THE LARGE HADRON COLLIDER, SCIENCE IN MOVEMENT

Today, The Grandma has been talking with Joseph de Ca'th Lon about the Large Hadron Collider at CERN, that was powered up in Geneva, on a day like today in 2008.

The Large Hadron Collider (LHC) is the world's largest and highest-energy particle collider.

It was built by the European Organization for Nuclear Research (CERN) between 1998 and 2008 in collaboration with over 10,000 scientists and hundreds of universities and laboratories, as well as more than 100 countries. It lies in a tunnel 27 kilometres in circumference and as deep as 175 metres beneath the France–Switzerland border near Geneva.

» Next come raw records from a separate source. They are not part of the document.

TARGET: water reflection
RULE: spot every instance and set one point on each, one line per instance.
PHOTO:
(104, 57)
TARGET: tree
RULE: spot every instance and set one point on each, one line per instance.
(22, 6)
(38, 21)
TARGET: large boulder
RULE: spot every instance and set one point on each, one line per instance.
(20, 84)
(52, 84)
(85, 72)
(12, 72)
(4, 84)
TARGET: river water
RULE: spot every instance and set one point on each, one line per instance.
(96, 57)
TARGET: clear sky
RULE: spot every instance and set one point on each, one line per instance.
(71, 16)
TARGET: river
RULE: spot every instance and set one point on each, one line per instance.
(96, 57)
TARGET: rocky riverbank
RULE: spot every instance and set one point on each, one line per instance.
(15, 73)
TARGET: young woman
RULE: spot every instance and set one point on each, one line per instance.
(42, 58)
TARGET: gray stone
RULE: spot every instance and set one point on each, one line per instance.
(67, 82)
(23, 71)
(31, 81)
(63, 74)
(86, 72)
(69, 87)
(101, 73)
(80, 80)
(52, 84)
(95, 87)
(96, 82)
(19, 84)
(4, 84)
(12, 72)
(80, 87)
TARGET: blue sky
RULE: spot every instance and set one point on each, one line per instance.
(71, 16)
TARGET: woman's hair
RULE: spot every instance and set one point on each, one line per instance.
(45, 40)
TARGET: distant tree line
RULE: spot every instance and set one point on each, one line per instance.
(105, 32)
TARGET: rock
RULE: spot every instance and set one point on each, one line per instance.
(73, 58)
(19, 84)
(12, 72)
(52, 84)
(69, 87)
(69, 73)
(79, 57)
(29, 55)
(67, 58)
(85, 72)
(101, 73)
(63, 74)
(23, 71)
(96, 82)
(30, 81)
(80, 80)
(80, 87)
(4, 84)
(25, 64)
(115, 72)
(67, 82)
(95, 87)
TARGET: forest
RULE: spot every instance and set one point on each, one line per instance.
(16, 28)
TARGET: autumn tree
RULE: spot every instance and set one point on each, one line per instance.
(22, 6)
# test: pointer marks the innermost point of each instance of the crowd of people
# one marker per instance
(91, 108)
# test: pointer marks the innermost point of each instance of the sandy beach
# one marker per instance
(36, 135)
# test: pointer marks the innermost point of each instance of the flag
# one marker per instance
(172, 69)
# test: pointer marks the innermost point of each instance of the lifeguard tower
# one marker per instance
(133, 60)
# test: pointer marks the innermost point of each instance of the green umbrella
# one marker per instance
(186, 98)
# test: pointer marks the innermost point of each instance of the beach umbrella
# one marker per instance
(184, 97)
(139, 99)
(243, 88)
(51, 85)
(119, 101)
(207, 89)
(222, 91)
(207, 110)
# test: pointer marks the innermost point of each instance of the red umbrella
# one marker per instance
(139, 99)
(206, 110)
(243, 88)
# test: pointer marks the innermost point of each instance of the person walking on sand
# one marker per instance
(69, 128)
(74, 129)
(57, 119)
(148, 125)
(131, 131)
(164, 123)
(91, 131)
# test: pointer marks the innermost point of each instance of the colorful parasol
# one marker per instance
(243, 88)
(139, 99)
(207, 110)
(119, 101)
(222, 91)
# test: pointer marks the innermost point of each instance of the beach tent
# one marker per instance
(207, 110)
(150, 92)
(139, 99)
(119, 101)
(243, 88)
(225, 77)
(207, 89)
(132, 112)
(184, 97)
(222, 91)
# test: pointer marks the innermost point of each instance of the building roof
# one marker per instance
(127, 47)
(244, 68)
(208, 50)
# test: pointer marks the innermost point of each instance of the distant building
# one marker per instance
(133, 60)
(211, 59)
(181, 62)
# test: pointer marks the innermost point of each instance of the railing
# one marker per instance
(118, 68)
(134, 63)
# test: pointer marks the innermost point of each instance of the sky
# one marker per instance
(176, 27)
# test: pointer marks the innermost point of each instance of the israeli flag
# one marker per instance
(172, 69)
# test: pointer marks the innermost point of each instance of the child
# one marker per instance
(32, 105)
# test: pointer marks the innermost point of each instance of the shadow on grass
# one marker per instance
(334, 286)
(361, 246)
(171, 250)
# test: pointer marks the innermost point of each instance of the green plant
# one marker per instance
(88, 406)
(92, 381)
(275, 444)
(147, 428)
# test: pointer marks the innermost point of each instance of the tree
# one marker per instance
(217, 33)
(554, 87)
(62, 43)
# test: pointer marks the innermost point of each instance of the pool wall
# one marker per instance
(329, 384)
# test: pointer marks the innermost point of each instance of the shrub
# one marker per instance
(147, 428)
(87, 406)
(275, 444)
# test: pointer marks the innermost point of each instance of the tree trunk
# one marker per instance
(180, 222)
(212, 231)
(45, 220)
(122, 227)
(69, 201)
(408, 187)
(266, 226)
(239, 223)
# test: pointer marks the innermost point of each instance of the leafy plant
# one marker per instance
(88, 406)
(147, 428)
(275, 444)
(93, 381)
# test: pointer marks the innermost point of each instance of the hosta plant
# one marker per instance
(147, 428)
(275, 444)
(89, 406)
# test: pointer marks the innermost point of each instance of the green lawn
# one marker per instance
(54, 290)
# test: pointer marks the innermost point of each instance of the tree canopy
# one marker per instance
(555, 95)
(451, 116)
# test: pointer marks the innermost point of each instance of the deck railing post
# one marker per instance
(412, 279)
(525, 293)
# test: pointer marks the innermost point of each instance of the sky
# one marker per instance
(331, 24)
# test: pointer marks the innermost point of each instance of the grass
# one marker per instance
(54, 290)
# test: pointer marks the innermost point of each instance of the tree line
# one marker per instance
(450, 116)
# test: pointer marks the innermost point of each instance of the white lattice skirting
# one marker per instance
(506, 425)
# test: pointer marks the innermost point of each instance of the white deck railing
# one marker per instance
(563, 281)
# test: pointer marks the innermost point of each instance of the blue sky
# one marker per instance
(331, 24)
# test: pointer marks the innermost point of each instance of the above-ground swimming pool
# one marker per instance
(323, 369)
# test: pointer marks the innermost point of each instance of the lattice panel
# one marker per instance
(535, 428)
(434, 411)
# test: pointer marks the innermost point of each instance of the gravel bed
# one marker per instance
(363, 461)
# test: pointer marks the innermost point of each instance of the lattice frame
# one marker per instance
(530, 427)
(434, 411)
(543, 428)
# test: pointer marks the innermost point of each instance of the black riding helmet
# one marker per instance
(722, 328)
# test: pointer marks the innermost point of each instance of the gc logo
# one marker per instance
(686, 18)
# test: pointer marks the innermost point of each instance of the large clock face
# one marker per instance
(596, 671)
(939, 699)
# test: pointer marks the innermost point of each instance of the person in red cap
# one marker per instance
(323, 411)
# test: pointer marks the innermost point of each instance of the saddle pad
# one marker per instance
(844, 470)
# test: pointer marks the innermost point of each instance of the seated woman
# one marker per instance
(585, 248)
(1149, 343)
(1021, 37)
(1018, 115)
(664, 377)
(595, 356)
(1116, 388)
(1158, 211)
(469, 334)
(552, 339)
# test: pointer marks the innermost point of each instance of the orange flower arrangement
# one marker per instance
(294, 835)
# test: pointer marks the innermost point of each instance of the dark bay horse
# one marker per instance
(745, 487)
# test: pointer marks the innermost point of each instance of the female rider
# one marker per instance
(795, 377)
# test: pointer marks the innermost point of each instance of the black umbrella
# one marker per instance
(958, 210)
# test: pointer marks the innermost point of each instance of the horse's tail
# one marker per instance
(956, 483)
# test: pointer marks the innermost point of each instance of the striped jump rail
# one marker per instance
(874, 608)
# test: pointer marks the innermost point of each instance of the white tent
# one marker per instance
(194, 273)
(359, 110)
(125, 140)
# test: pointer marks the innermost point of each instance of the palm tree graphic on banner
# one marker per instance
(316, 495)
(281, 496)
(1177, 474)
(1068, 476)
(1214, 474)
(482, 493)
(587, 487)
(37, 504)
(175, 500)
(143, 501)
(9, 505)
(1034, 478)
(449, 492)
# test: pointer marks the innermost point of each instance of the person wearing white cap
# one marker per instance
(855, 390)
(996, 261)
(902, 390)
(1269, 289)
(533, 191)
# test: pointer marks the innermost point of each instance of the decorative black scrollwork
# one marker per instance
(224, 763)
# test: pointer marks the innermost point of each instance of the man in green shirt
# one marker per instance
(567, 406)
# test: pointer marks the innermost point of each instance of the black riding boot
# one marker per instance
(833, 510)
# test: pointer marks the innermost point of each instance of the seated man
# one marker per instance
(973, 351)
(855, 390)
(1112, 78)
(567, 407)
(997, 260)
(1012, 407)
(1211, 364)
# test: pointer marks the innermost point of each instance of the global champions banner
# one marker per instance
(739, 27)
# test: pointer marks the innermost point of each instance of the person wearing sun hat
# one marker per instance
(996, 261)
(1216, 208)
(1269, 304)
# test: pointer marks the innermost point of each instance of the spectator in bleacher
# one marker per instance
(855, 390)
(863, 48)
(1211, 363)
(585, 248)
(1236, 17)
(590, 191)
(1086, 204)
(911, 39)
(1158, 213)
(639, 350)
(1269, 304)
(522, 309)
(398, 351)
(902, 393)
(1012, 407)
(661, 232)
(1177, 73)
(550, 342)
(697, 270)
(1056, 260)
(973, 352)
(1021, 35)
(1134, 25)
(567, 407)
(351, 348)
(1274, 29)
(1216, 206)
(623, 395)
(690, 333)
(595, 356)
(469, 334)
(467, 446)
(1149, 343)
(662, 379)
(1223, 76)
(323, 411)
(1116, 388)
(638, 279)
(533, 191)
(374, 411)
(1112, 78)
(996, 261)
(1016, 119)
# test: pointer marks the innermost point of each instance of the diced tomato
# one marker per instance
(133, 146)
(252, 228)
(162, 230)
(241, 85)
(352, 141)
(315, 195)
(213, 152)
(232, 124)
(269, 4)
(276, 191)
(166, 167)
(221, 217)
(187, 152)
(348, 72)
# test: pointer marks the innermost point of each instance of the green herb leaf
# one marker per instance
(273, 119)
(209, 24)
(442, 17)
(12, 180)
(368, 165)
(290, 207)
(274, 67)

The first collisions were achieved in 2010 at an energy of 3.5 teraelectronvolts (TeV) per beam, about four times the previous world record. After upgrades it reached 6.5 TeV per beam (13 TeV total collision energy, the present world record). At the end of 2018, it was shut down for two years for further upgrades.

The collider has four crossing points where the accelerated particles collide. Seven detectors, each designed to detect different phenomena, are positioned around the crossing points. The LHC primarily collides proton beams, but it can also accelerate beams of heavy ions: lead–lead collisions and proton–lead collisions are typically performed for one month a year.

The LHC's goal is to allow physicists to test the predictions of different theories of particle physics, including measuring the properties of the Higgs boson searching for the large family of new particles predicted by supersymmetric theories, and other unresolved questions in particle physics.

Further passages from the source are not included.